If you google EP-5, you will find a bunch of photos, many of which are toy train versions at various scales of model RRs and indeed, not only will you see the legitimate NH painted versions, but Great Northern and Milwaukee Road and even in one case, Amtrak, in addition to Pennsy.  You will also see that some of them are labeled "Little Joe", which is where I think some of the deliberate (?) confusion starts.  The EP-5 is NOT a Little Joe (Stalin), of course.  The LJ was built originally for the Soviet Union but when the cold war started, the deal was cancelled and GE had 20 (of which 14 were completed and built for the 5 ft. Soviet gauge) to try to get rid of.  12 went to Milwaukee Road, 3 to Chicago, South Shore and South Bend and 5 to Brazil.  Other than being double ended, its hard to see how the EP-5 and the EP/EF-4 (Milwaukee's designation) could be confused.  Vastly different carbody - the EP/EF-4 looks like it came out of a Baldwin design shop and had massive trucks in a 2-D+D-2 arrangement that pivoted with the whole frame - the EP-5 "jet" was a C+C arrangement, so six pairs of driven wheels vs eight for the Little Joe.  The LJ took DC straight off the 'wire' while the EP-5 was fed by 11 kV AC and used mercury ignitron rectifiers to convert to DC.  If you squint a little, the front of the EP-5 looks a bit like an Alco PA/FA.

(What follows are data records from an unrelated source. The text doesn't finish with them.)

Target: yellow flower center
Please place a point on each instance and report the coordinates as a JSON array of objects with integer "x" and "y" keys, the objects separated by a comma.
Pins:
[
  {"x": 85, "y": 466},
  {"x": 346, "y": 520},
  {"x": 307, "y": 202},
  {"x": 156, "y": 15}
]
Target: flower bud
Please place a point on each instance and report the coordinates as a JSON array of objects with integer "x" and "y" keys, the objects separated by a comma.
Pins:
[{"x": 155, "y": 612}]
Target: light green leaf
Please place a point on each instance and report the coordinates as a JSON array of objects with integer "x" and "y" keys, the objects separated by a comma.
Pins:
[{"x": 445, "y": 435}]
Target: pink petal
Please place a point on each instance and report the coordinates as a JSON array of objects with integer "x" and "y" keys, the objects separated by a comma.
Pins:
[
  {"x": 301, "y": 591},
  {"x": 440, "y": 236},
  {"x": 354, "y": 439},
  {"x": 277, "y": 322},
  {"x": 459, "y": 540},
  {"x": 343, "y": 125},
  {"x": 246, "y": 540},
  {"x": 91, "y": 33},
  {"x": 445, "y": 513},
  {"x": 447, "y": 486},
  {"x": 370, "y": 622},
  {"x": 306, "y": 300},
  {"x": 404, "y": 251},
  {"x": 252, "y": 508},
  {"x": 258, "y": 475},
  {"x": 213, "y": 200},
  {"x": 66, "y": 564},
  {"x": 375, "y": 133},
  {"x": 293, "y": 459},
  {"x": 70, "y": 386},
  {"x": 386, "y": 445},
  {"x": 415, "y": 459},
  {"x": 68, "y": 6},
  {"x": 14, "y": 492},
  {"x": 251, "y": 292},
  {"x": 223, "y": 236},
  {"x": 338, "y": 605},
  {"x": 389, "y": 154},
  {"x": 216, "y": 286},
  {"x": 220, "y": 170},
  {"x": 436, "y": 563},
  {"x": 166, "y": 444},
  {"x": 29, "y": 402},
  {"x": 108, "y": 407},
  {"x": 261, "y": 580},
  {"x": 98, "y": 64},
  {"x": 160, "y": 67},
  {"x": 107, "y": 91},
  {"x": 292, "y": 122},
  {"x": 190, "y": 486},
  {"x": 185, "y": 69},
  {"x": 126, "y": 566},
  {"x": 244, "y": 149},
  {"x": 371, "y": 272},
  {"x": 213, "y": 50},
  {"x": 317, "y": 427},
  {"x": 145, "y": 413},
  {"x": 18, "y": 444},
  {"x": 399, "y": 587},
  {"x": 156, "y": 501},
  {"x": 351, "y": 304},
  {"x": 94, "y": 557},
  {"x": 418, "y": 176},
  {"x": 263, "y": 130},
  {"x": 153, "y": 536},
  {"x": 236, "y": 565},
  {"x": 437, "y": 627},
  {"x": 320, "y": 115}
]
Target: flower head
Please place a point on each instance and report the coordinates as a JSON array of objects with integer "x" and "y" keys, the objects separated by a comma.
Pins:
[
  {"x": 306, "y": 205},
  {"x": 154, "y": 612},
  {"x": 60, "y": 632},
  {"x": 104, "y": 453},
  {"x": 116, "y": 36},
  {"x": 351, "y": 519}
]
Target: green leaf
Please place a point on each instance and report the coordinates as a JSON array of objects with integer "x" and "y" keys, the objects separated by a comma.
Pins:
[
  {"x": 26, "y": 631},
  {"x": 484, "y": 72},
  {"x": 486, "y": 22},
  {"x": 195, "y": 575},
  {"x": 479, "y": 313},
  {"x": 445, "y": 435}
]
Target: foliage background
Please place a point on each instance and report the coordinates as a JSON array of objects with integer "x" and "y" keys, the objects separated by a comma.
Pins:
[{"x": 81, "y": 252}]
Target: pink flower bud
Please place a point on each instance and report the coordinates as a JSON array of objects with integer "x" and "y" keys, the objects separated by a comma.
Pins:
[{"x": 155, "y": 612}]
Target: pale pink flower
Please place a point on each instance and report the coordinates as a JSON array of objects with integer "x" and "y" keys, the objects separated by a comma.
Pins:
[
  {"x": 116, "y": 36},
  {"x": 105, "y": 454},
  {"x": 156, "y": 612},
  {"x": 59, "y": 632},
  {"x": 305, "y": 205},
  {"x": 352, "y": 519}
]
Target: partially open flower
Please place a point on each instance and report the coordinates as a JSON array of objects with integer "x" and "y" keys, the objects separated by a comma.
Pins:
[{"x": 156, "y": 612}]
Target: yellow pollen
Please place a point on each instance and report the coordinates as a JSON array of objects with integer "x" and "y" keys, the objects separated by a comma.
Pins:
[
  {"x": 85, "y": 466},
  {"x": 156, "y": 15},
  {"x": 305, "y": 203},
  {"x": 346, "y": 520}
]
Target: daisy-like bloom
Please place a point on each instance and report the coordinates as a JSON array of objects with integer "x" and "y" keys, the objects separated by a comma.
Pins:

So I dunno why Lionel - or the others - offer the EP-5 in anything other than NH colors.  Rex may be right - sales and marketing.  But seems to me one doesn't have to be even a once-in-a-while rivet counter to call BS on the wrong railroad and especially any confusion with the EP/EF-4 Little Joe -- a little like selling a NYC J3 hudson as a UP FEF...

- Rich

ps  apparently one of the EP-5's got as far as being part of Conrail's loco inventory, but it never got repainted/relettered.

It's instructive to note that the old A.C. Gilbert Co. released the American Flyer EP5 only in New Haven, with simulated 6 wheel trucks:

However, Gilbert offered no other ID other than "a scale model of GE's famous locomotive."  And mostly offered it in freight sets.  While the EP5 did occasionally pull some of New Haven's piggy-back trains, it's main service was for passenger trains.

Lionel/Flyer however, offered the Flyer EP5 in New Haven, Milwaukee Road and Great Northern.  Frankly, the EP5 looks good in all three schemes.

As far as calling the EP5 a "Little Joe," Lionel-MPC never let accuracy get in the way of marketing acumen.